- Nicknames: "The artillery wizard" "Mti Mkavu" (Swahili: dry tree)
- Died: 6 August 2011 Delhi, India
- Allegiance: Tanganyika Tanzania
- Branch: Tanganyika Rifles Tanzania People's Defence Force
- Rank: Lieutenant General
- Commands: 206th Brigade TPDF Task Force TPDF
- Conflicts: Uganda–Tanzania War Invasion of Kagera; Battle of Gayaza Hills; Western Uganda campaign of 1979; ;

= Silas Mayunga =

Silas Paul Mayunga (6 August 2011) was a Tanzanian military officer and diplomat.

== Biography ==
Mayunga served in the Tanganyika Rifles as a second lieutenant and was stationed in Lugalo. During the Tanganyika Rifles mutiny of January 1964 he was in Tabora.
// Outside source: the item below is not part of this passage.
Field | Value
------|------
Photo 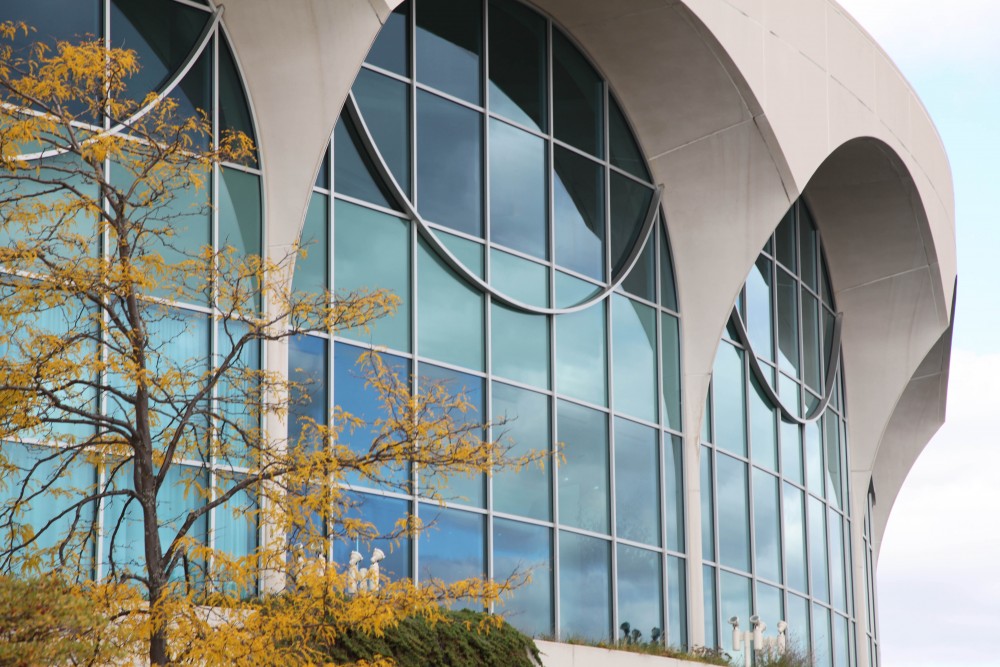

In October 1978 Uganda, ruled by Idi Amin, invaded and occupied the Kagera Salient in northern Tanzania, initiating the Uganda–Tanzania War. Mayunga, serving as a brigadier in the Tanzania People's Defence Force (TPDF), led a brigade into Kagera after the Uganda Army withdrew. The TPDF invaded Uganda in early 1979, and Mayunga commanded the 206th Brigade as it advanced into the southwestern portion of the country and seized Mbarara. During the war his troops commonly referred to him as "the artillery wizard". After leading forces into Uganda, his men nicknamed him "Mti Mkavu" (Swahili: dry tree) in reference to his perceived durability. Following the capture of Mbarara and Masaka, the TPDF halted to reorganise. On March 21 Mayunga was promoted to major general and given charge of a newly formed "Task Force", a unit consisting of the 206th Brigade and the Minziro Brigade, which was semi-autonomous from the TPDF's main invasion force, the 20th Division, in southeastern Uganda. While the 20th Division attacked Kampala and other major locations, the Task Force advanced north into western Uganda in the following months, engaging Ugandan troops conducting rearguard defensive actions. On 3 June 1979 Mayunga accompanied the Minziro Brigade as it secured the last portion of unoccupied Ugandan territory along the Sudanese border, ending the war. At the frontier, he delivered a short victory speech to his soldiers, telling them, "You've taught Idi Amin a lesson he'll never forget." He was later awarded by the new Ugandan government for his role in overthrowing Amin's regime.

In 1990 Mayunga was appointed as an envoy to Ghana.

Mayunga died on 6 August 2011 at the age of 71 in Delhi, India while undergoing medical treatment. His body was repatriated to Tanzania two days later. Uhuru Stadium in Bukoba was renamed Mayunga Stadium in his honour.